Je n’ai plus d’iPhone

En démissionnant, j’ai du rendre le matériel que la société m’a fourni. Y compris l’iPhone.

Je me suis demandé si j’allais en racheter un pour mon usage personnel. Après tout, si je dois trouver du travail, il vaut mieux être joignable, même lorsque je m’offrirai le luxe inconcevable de perdre mon temps dans une exposition, dans un musée ou une galerie d’art, ou dans un bistrot, au lieu de chercher à gagner ma vie.

Pourtant, j’ai décidé de ne pas reprendre de téléphone, pour le moment. Ni iPhone, ni smartphone, ni stupidphone. Aucun téléphone mobile, quoi.

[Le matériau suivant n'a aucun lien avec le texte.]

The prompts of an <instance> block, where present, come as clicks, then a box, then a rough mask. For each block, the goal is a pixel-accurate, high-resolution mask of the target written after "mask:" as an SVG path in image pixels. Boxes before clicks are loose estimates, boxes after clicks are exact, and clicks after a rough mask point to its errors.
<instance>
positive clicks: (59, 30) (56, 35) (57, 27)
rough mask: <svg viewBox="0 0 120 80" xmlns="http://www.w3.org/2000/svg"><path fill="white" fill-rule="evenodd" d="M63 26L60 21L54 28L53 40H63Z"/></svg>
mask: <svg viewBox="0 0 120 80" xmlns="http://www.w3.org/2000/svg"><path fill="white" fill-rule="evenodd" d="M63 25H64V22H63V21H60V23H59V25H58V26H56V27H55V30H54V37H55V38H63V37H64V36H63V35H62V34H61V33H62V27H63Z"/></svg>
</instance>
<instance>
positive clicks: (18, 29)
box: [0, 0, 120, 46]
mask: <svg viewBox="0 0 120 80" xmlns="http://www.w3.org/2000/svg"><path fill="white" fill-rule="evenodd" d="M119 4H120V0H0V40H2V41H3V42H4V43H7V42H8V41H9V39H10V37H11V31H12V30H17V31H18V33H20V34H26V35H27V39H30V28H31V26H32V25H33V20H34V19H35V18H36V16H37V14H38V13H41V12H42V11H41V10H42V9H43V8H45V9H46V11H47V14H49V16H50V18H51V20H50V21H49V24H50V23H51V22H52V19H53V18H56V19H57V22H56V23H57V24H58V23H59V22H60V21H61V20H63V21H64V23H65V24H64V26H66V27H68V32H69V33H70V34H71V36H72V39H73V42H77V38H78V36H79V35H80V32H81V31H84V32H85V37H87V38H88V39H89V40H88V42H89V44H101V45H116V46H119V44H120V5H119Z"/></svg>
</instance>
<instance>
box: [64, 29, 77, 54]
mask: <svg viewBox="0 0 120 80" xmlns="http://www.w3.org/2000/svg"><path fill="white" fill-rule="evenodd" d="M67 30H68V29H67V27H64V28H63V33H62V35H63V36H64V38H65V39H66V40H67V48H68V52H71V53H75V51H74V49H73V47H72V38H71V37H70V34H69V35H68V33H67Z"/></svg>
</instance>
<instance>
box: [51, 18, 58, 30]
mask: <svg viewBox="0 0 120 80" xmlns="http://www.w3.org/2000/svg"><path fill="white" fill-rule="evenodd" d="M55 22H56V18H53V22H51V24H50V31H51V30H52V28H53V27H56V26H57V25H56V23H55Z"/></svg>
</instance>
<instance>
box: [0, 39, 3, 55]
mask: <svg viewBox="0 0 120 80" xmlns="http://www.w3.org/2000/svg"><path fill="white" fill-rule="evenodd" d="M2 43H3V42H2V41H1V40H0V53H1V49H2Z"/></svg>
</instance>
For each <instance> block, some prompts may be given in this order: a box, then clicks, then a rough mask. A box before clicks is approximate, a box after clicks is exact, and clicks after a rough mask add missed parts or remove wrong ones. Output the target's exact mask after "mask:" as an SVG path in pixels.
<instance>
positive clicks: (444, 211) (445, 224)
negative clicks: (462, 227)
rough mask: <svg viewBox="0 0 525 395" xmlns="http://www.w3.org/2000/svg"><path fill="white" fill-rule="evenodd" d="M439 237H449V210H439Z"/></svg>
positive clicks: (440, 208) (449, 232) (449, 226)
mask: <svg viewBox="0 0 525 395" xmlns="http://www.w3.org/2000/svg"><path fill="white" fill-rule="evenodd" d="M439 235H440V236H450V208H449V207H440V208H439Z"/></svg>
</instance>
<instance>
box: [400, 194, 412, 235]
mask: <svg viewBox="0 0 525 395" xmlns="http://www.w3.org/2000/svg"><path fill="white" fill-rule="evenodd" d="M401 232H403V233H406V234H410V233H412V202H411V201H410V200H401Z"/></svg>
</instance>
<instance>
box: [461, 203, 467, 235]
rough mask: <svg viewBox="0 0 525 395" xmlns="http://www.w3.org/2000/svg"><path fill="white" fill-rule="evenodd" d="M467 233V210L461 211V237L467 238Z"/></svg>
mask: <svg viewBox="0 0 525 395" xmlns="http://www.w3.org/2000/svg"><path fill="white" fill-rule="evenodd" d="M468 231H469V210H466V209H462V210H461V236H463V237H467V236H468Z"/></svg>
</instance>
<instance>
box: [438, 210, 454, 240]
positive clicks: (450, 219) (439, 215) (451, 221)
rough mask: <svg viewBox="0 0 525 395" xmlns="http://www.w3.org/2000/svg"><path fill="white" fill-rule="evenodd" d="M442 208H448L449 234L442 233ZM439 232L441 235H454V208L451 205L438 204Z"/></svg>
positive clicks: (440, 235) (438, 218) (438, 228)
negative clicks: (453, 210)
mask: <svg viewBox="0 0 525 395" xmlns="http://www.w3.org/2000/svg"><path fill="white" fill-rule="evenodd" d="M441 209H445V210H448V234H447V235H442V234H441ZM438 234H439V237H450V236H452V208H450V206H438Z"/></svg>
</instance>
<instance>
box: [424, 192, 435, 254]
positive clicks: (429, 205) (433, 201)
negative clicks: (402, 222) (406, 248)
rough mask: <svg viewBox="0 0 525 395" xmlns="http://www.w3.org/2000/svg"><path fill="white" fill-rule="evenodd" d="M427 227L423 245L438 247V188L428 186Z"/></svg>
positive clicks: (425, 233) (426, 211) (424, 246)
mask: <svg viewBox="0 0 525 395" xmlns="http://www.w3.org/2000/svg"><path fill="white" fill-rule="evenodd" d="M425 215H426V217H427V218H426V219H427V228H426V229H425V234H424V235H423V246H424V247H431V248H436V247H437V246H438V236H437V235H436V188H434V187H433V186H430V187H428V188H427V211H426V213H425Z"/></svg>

D’abord, parce que j’attends de voir les offres de Free. Je n’ai jamais caché mon mépris pour les offres actuelles (qui reviennent tout simplement à se faire mettre profond par les opérateurs, pour un service de merde). Ensuite, parce que j’aimerais savoir à quel point un téléphone répond à un besoin réel, ou à un endoctrinement purement marketing et à l’envie de faire comme tout le monde. Prendre un peu de recul, ça aidera — notez que prendre un peu recul peut aussi aider à se protéger des assauts priapiques des opérateurs. Haha.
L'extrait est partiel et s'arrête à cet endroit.